También se evaluó la citotoxicidad de los oligómeros de PEG para las células L929 (un modelo de células normales) (Fig. 2B). La viabilidad celular disminuyó con el aumento de la concentración de PEG, como era de esperar. Además del TEG, algunos oligómeros de PEG (PEG-1000, PEG-4000) que son seguros para las células HeLa también mostraron una citotoxicidad detectable, los valores IC50 del TEG, PEG-1000 y PEG-4000 se calcularon como 12,4, 22,5 y 20,0 mg mL-1 para las células L929, respectivamente, indicando también la citotoxicidad dependiente del peso molecular de los oligómeros de PEG.
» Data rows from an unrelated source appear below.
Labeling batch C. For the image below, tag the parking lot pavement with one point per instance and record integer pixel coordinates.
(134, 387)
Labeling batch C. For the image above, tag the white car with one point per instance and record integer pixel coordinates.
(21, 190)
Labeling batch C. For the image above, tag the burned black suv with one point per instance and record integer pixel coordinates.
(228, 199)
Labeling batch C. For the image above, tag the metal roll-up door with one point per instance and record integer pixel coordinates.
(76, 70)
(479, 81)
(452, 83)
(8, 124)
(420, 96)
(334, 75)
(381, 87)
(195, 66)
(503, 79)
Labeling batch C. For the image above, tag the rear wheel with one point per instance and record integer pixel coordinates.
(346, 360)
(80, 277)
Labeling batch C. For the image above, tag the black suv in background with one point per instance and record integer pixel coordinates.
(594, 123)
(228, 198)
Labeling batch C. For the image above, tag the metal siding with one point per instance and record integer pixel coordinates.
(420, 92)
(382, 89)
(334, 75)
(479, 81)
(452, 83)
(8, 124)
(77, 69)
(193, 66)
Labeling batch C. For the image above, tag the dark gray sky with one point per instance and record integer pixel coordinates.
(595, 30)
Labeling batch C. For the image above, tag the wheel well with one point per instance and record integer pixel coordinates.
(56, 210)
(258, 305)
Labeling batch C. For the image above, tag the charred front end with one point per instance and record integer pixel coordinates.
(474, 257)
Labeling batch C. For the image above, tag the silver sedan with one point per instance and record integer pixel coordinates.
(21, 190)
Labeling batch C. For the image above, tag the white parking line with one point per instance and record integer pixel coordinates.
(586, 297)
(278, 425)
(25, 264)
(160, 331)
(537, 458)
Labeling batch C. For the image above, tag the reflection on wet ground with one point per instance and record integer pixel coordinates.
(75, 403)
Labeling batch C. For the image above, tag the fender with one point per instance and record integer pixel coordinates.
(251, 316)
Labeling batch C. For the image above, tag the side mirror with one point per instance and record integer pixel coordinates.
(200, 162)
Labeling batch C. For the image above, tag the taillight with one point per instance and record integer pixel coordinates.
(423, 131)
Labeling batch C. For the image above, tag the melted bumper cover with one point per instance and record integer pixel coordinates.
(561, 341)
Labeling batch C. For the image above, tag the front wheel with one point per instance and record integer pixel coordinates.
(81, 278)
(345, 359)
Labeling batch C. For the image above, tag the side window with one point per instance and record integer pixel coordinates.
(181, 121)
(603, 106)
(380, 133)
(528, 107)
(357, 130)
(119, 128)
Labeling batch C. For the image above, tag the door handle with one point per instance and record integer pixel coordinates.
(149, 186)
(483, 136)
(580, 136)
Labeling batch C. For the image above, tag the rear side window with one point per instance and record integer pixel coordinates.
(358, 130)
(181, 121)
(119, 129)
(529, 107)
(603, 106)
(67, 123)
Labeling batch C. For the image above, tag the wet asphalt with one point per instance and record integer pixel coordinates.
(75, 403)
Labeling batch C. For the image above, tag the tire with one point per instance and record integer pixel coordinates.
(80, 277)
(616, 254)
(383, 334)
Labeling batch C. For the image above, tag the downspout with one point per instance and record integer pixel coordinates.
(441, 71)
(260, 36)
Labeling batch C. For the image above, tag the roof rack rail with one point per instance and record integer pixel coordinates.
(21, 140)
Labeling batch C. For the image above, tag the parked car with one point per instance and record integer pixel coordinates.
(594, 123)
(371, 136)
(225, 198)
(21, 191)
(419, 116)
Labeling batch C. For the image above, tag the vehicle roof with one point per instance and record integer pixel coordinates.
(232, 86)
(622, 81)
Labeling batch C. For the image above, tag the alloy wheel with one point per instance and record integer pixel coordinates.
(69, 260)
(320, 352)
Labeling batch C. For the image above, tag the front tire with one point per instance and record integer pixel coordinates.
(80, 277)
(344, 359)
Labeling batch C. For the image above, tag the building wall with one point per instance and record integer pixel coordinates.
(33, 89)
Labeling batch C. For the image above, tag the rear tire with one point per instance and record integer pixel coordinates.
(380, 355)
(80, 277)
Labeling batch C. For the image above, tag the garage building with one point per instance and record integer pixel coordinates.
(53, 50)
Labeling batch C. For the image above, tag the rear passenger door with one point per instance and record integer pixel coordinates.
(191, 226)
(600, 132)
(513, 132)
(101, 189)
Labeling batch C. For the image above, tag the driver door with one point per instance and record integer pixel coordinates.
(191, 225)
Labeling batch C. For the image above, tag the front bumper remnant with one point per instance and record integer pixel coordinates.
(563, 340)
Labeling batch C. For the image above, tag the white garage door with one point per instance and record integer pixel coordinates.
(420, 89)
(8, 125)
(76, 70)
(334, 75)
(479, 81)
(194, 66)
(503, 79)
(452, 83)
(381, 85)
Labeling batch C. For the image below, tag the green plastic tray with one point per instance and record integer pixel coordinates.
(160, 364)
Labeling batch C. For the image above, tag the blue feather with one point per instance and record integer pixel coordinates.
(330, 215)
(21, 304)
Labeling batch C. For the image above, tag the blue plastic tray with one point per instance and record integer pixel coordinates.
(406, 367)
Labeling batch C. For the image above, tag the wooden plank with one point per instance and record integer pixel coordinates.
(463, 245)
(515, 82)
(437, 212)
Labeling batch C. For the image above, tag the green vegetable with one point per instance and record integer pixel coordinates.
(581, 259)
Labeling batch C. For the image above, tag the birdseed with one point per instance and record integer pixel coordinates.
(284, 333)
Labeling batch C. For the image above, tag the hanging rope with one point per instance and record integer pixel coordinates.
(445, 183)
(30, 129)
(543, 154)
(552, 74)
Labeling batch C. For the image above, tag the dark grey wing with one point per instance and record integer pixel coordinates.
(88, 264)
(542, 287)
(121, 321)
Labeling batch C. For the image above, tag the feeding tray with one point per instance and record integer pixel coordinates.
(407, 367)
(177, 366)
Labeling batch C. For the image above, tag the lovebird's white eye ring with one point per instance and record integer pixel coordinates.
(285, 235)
Los resultados anteriores sugieren que las células HeLa tienen mejor tolerancia a los oligómeros de PEG que las células L929 debido a la tenaz vitalidad de las células cancerosas, y el TEG tiene una citotoxicidad mucho mayor que otros oligómeros de PEG con pesos moleculares más altos (p < 0,05; contraste con cualquier otro oligómero cuando la concentración es superior a 5 mg mL-1). Se observa que la investigación actual demostró la citotoxicidad moderada del PEG-1000 y el PEG-4000 para las células L929, y la casi nula citotoxicidad del PEG-400 y el PEG-2000, lo que difiere de la impresión común de que los PEG de alto peso molecular deberían ser más biocompatibles que sus homólogos de bajo peso molecular. Aunque la razón de la citotoxicidad del PEG todavía no está clara, el PEG-400 y el PEG-2000 parecen ser las mejores opciones para sintetizar materiales biocompatibles.
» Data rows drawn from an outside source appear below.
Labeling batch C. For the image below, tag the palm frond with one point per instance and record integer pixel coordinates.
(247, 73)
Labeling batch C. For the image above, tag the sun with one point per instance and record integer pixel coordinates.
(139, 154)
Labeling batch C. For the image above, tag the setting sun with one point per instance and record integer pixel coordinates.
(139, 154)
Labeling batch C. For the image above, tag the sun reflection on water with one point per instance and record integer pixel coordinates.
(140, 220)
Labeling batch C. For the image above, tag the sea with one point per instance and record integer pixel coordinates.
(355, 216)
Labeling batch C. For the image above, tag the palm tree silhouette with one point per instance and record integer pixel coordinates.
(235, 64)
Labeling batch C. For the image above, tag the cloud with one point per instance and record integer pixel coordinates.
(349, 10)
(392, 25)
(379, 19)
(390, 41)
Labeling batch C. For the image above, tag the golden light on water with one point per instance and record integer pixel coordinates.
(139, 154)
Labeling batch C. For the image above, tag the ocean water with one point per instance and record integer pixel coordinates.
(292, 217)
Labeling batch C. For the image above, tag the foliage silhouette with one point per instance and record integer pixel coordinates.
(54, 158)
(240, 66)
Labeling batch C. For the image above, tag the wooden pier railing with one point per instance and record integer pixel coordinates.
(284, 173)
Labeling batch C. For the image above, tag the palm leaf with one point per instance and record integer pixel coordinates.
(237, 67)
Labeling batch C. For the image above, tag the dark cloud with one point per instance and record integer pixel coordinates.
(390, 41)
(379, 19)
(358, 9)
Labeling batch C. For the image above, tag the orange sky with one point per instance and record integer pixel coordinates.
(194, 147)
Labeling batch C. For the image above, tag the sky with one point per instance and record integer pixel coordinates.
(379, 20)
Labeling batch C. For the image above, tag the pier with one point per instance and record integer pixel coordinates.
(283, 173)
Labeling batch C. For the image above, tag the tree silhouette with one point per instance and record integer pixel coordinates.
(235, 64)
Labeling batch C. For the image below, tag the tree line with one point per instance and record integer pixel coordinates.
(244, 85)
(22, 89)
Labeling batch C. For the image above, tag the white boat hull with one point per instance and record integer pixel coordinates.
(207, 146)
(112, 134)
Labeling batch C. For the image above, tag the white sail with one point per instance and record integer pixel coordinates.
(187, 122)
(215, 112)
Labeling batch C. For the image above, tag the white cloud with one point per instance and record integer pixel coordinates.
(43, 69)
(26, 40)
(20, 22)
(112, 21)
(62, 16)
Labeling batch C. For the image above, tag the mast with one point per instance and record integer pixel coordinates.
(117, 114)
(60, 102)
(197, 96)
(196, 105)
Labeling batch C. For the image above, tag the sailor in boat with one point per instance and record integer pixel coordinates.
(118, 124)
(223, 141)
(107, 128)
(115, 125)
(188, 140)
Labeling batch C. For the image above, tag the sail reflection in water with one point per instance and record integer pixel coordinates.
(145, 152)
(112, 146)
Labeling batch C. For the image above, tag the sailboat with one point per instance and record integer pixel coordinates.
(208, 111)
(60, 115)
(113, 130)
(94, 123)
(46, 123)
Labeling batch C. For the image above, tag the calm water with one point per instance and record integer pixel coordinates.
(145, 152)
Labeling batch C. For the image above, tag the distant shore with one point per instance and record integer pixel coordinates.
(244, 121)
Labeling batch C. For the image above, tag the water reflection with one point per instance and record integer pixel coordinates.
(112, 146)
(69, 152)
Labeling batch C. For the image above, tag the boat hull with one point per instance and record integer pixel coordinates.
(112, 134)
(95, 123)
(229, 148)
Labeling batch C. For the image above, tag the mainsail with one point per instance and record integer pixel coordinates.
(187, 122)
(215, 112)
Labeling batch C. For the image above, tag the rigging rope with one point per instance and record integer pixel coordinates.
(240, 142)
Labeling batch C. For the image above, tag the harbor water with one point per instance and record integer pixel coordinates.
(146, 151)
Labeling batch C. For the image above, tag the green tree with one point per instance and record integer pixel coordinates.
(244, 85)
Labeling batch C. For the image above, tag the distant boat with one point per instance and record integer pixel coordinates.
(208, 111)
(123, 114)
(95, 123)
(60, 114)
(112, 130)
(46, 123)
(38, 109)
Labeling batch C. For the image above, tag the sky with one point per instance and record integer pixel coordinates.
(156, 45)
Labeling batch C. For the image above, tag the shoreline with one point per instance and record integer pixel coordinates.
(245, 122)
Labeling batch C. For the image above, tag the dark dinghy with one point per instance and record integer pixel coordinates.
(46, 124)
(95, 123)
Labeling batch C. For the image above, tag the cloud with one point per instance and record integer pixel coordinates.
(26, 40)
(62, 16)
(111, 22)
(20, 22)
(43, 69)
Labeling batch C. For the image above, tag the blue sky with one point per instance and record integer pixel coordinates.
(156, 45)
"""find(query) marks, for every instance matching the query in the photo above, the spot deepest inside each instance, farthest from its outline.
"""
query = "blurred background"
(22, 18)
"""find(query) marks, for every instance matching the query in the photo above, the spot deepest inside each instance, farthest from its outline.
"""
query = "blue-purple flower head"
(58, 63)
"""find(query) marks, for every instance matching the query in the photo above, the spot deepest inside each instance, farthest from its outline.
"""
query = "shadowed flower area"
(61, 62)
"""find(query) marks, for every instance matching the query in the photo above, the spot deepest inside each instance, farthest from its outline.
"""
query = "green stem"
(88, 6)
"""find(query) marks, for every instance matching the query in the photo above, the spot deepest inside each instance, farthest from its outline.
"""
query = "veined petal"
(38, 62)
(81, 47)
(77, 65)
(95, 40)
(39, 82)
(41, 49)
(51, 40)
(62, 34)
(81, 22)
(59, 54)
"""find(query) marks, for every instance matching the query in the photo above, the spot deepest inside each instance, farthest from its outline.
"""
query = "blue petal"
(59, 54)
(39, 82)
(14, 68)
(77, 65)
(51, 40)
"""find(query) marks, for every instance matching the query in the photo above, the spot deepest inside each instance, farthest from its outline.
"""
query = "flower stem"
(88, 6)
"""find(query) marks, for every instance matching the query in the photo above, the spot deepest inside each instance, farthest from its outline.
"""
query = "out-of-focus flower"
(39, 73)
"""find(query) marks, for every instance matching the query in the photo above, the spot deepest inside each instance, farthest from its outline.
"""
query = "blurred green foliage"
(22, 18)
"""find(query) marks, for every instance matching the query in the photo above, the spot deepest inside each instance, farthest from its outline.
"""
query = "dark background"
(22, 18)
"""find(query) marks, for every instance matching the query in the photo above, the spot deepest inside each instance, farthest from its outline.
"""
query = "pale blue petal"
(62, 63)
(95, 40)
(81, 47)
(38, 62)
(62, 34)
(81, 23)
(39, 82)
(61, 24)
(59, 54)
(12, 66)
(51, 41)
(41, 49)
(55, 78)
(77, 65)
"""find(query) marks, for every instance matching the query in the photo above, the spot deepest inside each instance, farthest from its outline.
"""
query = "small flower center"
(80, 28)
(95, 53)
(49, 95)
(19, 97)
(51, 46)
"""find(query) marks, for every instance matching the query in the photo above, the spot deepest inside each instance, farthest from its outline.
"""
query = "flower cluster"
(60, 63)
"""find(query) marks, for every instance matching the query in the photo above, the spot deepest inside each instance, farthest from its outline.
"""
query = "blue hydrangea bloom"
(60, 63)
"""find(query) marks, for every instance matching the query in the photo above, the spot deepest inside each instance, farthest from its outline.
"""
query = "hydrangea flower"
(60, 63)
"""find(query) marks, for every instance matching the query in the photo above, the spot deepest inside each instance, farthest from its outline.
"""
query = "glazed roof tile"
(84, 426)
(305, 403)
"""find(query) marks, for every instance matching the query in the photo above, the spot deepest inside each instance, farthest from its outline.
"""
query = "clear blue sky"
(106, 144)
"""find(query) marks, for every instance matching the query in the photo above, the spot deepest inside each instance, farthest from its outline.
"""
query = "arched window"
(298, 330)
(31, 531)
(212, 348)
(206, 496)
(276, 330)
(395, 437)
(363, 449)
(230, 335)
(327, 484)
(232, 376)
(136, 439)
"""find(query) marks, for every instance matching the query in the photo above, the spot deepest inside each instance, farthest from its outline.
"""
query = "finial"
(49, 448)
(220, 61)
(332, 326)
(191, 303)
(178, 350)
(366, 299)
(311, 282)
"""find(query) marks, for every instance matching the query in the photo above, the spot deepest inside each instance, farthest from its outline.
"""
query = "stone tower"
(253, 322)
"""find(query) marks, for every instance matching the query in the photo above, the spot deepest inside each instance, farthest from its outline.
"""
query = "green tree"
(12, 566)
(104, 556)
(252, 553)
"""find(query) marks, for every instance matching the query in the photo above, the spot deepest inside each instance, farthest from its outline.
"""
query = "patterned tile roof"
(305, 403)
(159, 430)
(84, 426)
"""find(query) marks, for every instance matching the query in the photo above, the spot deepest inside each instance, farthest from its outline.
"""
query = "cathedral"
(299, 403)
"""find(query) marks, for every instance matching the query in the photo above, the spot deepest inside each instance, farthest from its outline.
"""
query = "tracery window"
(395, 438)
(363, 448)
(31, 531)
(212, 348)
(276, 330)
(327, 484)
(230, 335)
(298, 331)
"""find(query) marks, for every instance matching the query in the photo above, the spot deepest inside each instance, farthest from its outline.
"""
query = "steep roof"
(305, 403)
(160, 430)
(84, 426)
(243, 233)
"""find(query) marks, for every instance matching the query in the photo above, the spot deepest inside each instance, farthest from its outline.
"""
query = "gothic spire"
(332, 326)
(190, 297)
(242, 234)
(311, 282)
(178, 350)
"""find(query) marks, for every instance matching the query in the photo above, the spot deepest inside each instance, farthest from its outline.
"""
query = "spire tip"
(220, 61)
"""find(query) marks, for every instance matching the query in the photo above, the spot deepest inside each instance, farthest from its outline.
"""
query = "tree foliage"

3.1.2 Viabilidad celular en presencia de monómeros a base de PEG. Los monómeros basados en PEG, como mPEGA-480, mPEGMA-500 y mPEGMA-950, se han utilizado con frecuencia en la química de polímeros para sintetizar polipegs para aplicaciones biomédicas. La citotoxicidad de algunos polipegs se ha estudiado detalladamente para buscar una ruta de polimerización segura.37-42 Sin embargo, la información de citotoxicidad muy importante de los monómeros basados en PEG no se ha estudiado completamente. Por lo tanto, esperamos estudiar sistemáticamente la citotoxicidad de los monómeros basados en PEG. Se empleó el mismo procedimiento (ensayo CCK-8) para comparar el porcentaje de reducción del colorante CCK-8 con el control positivo (células en medio de cultivo puro) y el control negativo (sin células en la placa), se examinó la influencia de tres monómeros a base de PEG en el crecimiento y la viabilidad de las células HeLa y L929 después de 24 h de incubación.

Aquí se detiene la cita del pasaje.